Given your code is closed source and thus can't be fixed, the best is to
use the provided wrapper, see /usr/share/doc/libc6/NEWS.Debian.gz for
more information about how to use them.

#645592#17
Date:
2011-10-17 09:25:14 UTC
From:
To:
Interesting theory, but according the NEWS.Debian.gz of *sid* and the
BTS entries linked to, the issue you refer to seems to be new to
(e)glibc 2.13, not (e)glibc 2.11... And the problem was originally
observed in *squeeze*. And I've just checked for overlap by running
these on the latrace output:

grep ' memcpy(' | sed 's/[(,)]/ /g' | gawk '{if ( strtonum($8) <= strtonum($5) && strtonum($8) + strtonum($11) >= strtonum($5)) print "overlap: " $5 " " $8 " " $11 }'
grep ' memcpy(' | sed 's/[(,)]/ /g' | gawk '{if ( strtonum($8) >= strtonum($5) && strtonum($5) + strtonum($11) >= strtonum($8)) print "overlap: " $5 " " $8 " " $11 }'


Do you happen to have another theory, that would apply to a change
between 2.10 and 2.11?

#645592#22
Date:
2011-10-17 10:14:23 UTC
From:
To:
Hi Lionel,

Lionel Elie Mamane wrote:

Could you try the analagous checks with strcpy and stpcpy?

#645592#27
Date:
2011-10-17 13:44:25 UTC
From:
To:
Jonathan Nieder wrote:
[...]

Ah, I have another idea.  Could you try the libc6 package from wheezy
or sid?

If my hunch is right, it will work fine, and you ran into something
like PR12159 (bug#635885).

#645592#32
Date:
2011-10-17 14:44:26 UTC
From:
To:
No, the problem appears on a mix of *lenny* and sid with libc6
2.13-21.

#645592#37
Date:
2011-10-17 16:08:40 UTC
From:
To:
I found those with overlap:
 6734     wcscpy(dest = 0x7f6c5d40a570, src = (0x7f6c5d40a574, 33) "\\honey.domain.gestman.lu\[ROOT]"") [/lib/x86_64-linux-gnu/libc.so.6] {
 6734     } wcscpy = (0x7f6c5d40a570, 33) "\\honey.domain.gestman.lu\[ROOT]""

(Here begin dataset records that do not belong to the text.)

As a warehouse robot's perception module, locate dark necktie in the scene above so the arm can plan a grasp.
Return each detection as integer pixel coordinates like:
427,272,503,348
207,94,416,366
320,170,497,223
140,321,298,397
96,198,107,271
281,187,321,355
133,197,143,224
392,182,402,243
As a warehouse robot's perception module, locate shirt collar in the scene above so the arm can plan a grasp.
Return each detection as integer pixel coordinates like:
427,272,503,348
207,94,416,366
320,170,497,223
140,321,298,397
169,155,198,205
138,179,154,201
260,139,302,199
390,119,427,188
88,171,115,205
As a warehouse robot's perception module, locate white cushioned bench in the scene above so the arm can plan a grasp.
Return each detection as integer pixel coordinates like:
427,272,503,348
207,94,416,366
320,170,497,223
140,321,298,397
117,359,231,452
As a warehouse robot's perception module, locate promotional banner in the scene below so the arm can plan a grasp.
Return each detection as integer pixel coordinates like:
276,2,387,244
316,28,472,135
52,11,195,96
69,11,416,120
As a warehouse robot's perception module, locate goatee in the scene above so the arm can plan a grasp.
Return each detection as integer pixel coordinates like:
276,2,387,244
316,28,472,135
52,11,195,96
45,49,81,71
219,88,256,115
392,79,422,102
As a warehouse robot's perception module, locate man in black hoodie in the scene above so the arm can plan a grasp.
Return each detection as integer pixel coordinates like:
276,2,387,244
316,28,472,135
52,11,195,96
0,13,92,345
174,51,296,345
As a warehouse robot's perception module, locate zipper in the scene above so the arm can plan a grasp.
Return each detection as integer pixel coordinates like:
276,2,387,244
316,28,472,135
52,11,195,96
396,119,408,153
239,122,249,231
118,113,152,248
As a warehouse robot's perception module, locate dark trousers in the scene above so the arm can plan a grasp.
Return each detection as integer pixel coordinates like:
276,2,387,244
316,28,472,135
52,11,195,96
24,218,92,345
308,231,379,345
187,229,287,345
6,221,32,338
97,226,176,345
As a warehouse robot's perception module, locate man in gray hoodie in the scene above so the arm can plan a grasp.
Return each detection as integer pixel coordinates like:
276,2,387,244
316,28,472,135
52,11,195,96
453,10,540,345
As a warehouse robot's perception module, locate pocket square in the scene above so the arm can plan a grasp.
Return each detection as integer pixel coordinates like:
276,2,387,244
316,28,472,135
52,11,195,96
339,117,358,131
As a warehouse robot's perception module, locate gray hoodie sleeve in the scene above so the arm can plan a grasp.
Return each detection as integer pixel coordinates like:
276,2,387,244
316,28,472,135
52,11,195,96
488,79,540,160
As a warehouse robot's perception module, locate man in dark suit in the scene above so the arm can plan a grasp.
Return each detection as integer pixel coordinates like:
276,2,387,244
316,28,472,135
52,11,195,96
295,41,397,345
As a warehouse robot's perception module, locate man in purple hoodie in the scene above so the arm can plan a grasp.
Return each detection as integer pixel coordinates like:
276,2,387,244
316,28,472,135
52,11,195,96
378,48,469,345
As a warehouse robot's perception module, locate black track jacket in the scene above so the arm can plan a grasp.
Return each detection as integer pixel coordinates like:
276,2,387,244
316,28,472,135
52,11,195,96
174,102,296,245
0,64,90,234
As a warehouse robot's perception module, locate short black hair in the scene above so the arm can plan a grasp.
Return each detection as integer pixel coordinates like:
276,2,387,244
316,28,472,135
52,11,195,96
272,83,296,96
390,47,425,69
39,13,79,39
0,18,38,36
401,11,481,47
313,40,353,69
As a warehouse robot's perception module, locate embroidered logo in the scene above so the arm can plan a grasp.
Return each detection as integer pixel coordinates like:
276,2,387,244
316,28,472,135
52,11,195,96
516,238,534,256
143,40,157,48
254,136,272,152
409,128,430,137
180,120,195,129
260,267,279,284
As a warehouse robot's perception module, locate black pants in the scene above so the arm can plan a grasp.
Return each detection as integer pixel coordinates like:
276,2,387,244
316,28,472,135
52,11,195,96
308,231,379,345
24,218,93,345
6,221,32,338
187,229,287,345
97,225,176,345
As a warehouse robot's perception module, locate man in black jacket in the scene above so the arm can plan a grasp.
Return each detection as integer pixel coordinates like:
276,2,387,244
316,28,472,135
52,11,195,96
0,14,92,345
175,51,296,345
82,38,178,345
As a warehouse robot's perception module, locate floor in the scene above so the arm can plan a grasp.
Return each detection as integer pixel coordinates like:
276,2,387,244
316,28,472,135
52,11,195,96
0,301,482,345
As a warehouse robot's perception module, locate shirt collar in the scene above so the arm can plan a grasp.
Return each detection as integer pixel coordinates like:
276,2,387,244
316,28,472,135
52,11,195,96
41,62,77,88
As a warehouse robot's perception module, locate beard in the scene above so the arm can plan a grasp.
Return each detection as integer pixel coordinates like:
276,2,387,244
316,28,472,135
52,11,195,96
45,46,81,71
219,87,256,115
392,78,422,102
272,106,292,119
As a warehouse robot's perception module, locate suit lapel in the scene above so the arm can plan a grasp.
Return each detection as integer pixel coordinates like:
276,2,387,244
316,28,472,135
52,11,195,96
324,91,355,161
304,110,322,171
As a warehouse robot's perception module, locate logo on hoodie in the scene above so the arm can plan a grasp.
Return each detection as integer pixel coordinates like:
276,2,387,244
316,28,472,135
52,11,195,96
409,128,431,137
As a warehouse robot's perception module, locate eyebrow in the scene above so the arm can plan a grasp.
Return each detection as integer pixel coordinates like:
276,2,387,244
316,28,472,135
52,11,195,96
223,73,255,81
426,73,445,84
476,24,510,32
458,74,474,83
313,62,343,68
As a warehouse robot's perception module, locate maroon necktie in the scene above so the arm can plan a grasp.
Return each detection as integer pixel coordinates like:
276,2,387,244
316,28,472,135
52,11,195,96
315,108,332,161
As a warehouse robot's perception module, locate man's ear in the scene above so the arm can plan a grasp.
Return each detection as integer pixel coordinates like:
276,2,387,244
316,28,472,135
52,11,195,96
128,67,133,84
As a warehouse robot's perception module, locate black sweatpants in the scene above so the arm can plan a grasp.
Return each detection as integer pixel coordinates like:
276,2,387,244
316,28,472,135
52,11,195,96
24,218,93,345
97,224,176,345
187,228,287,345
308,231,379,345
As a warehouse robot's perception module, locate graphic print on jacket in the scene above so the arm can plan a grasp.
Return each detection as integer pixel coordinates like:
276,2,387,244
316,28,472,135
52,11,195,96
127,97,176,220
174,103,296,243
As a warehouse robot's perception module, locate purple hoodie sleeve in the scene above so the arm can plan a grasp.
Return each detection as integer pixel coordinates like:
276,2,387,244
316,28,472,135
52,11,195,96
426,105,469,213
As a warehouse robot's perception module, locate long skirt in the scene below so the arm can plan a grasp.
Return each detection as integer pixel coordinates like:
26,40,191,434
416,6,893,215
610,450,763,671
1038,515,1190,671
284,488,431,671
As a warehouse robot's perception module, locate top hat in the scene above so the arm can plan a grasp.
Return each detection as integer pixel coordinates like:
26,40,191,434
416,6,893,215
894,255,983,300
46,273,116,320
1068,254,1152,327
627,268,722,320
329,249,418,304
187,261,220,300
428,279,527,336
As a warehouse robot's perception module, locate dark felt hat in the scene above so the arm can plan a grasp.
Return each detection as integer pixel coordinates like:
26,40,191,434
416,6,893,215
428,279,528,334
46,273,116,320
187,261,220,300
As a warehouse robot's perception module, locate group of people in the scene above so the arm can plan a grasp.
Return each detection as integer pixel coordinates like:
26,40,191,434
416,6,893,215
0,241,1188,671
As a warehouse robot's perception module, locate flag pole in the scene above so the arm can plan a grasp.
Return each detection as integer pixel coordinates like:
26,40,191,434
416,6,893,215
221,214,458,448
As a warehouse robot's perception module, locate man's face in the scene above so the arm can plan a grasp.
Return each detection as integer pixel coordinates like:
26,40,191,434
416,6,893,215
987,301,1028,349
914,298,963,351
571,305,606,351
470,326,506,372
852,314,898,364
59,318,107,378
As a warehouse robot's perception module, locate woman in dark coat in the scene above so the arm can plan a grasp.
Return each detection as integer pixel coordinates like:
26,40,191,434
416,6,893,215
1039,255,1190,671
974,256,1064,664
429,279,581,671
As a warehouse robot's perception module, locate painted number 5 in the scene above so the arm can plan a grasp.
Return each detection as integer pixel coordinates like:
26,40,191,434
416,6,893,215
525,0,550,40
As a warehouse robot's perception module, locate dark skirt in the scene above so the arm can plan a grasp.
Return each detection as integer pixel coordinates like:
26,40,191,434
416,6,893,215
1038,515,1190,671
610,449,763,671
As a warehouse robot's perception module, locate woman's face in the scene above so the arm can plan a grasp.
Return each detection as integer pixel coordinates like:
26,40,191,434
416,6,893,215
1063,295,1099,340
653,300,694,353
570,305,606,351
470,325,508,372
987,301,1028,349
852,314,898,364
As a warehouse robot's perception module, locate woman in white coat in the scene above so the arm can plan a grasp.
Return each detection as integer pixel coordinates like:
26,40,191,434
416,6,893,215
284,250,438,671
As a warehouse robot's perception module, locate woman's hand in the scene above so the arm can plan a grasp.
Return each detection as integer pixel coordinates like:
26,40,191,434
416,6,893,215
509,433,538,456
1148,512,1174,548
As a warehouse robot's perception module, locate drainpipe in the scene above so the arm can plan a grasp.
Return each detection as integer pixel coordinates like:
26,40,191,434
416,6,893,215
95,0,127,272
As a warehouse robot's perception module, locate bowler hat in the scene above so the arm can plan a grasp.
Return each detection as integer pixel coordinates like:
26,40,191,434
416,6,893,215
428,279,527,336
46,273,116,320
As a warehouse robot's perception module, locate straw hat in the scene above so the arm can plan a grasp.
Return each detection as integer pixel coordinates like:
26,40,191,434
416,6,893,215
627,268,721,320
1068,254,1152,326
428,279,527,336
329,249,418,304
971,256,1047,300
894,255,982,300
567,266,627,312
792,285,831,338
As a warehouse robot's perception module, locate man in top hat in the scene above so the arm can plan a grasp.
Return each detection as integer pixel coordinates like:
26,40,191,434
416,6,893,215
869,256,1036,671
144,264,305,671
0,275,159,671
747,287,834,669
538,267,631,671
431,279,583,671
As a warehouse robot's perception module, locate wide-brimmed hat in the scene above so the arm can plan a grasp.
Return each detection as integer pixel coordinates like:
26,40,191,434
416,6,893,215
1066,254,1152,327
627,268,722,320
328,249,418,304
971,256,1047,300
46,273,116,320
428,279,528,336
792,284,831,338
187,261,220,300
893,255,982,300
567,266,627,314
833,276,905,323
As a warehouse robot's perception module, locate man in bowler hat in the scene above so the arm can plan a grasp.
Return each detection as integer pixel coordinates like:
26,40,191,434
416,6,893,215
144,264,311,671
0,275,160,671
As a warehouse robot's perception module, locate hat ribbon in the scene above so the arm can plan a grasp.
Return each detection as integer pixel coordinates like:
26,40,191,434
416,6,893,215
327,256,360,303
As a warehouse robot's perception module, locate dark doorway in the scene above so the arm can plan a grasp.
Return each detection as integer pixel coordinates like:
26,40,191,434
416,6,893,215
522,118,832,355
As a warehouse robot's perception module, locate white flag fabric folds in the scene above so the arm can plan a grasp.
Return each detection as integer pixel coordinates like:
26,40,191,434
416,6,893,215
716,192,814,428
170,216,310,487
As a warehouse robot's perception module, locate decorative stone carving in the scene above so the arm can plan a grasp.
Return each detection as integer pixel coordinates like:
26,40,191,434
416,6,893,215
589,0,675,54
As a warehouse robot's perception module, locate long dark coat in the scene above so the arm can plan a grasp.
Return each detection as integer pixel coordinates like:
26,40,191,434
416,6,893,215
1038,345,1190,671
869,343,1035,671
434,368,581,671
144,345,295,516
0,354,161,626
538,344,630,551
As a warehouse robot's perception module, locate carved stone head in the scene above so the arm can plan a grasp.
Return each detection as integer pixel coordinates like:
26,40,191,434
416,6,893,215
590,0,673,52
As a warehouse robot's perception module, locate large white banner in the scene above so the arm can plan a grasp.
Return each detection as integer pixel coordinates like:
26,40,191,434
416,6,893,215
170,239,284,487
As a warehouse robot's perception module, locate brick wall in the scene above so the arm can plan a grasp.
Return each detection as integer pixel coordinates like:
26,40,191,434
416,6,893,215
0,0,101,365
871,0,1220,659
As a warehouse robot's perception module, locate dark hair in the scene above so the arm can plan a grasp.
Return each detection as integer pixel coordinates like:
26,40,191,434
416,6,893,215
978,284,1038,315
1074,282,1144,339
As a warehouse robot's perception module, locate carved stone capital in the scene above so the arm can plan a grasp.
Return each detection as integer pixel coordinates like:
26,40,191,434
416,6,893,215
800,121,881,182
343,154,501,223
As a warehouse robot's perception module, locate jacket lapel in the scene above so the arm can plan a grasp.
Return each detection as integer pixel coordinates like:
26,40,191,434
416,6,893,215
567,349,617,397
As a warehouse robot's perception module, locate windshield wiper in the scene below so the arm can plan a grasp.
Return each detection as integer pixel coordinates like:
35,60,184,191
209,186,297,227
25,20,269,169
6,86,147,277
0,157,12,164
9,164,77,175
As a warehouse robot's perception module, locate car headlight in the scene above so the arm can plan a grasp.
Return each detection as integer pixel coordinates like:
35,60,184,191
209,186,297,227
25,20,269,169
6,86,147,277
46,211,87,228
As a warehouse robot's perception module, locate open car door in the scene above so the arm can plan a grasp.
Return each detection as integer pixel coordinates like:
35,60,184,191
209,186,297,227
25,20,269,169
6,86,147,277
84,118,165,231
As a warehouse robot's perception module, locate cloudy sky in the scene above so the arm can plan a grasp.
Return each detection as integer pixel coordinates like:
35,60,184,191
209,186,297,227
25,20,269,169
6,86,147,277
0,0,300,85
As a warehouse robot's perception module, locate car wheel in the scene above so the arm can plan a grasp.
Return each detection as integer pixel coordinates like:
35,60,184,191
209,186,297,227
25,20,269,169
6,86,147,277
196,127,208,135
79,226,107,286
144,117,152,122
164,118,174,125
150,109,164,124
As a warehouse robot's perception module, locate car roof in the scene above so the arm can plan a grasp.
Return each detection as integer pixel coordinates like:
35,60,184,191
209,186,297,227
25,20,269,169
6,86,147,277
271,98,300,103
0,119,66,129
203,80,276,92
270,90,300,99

 6734     wcscpy(dest = 0x7f6c5d42b9e0, src = (0x7f6c5d42b9e4, 33) "\\honey.domain.gestman.lu\[ROOT]"") [/lib/x86_64-linux-gnu/libc.so.6] {
 6734     } wcscpy = (0x7f6c5d42b9e0, 33) "\\honey.domain.gestman.lu\[ROOT]""

However, in both cases the result looks like it is what the programmer
(erroneously) expects?

Neither stpcpy, nor wcpcpy appears in the latrace.